PRP Should Not Be Combined with Intraarticular Corticosteroids for Knee Osteoarthritis
Current clinical guidelines do not support the combined use of PRP and corticosteroids, and these therapies should be used as separate treatment options rather than simultaneously. The evidence base addresses these as distinct therapeutic alternatives, not as combination therapy.
Why Combination Therapy Is Not Recommended
Lack of Evidence for Combined Use
- No major clinical guidelines from the American Academy of Orthopaedic Surgeons (AAOS), European League Against Rheumatism (EULAR), or VA/DoD address combining PRP with corticosteroids 1.
- The available research studies compare PRP versus corticosteroids as competing interventions, not as complementary treatments 2, 3, 4, 5, 6.
- Corticosteroids may theoretically interfere with the regenerative mechanisms of PRP by suppressing the inflammatory cascade that PRP relies on for tissue healing 1.
Guidelines Position These as Alternative Therapies
- The 2022 AAOS guidelines present corticosteroids and PRP as separate intra-articular injection options, with corticosteroids having stronger evidence (19 high-quality studies) compared to PRP (2 high-quality studies) 1.
- The 2021 VA/DoD guidelines found insufficient evidence to recommend for or against PRP, while supporting corticosteroid use for both hip and knee osteoarthritis 1.
Individual Dosing When Used Separately
Corticosteroid Dosing (When Used Alone)
- 40 mg of corticosteroid is recommended for maximal short-term benefit, particularly for acute flares with significant effusion 7.
- Repeat injections should occur at 3-4 month intervals based on duration of relief 7.
- Benefits typically last 1-12 weeks, with most evidence showing effectiveness for 1-4 weeks 1.
PRP Dosing (When Used Alone)
- Standard PRP protocols use 5 mL of platelet-rich plasma per injection 6.
- Most studies employ 2 injections at 4-week intervals 2.

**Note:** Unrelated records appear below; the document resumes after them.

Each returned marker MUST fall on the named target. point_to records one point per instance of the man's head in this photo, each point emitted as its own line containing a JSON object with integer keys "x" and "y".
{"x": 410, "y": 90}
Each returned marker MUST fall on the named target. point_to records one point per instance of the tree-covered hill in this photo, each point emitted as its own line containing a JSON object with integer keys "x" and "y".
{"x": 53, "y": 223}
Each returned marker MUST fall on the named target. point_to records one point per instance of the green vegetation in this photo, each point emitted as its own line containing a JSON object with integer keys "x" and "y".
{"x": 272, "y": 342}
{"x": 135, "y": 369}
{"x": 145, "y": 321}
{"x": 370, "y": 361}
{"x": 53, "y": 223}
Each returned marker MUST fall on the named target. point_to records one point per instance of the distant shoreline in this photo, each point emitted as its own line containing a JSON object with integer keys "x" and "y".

- Some protocols use a single injection, which has shown effectiveness in late-stage osteoarthritis 4.
Clinical Decision Algorithm
First-Line: Corticosteroid Injection
- Use 40 mg corticosteroid for acute flares, especially with effusion 7.
- Expect 1-12 weeks of benefit 1, 8.
- Monitor glucose for 1-3 days post-injection in diabetic patients 7.
- Advise avoiding joint overuse for 24 hours following injection 7.
Second-Line: Consider PRP If Corticosteroids Fail
- PRP may be considered after corticosteroid failure, not in combination with it 1.
- PRP shows inconsistent results, with worse outcomes in severe osteoarthritis (Kellgren-Lawrence grade 3-4) 1.
- Evidence suggests PRP provides longer-lasting benefits (up to 6-12 months) compared to corticosteroids, though with slower onset 2, 3, 5, 6.
Important Caveats
PRP Limitations
- The 2022 AAOS guidelines note concerns about PRP cost and safety profile 1.
- PRP effectiveness decreases with disease severity—patients with grade 2 osteoarthritis show better responses than those with grade 3-4 2, 3.
- PRP is not FDA-approved for osteoarthritis, which limits recommendation strength 1.
Corticosteroid Concerns
- Repeated corticosteroid injections (40 mg every 3 months for 2 years) may cause cartilage loss, though this was not associated with worsening pain or function 7.
- Benefits are short-lived, typically requiring repeat injections every 3-4 months 1, 7.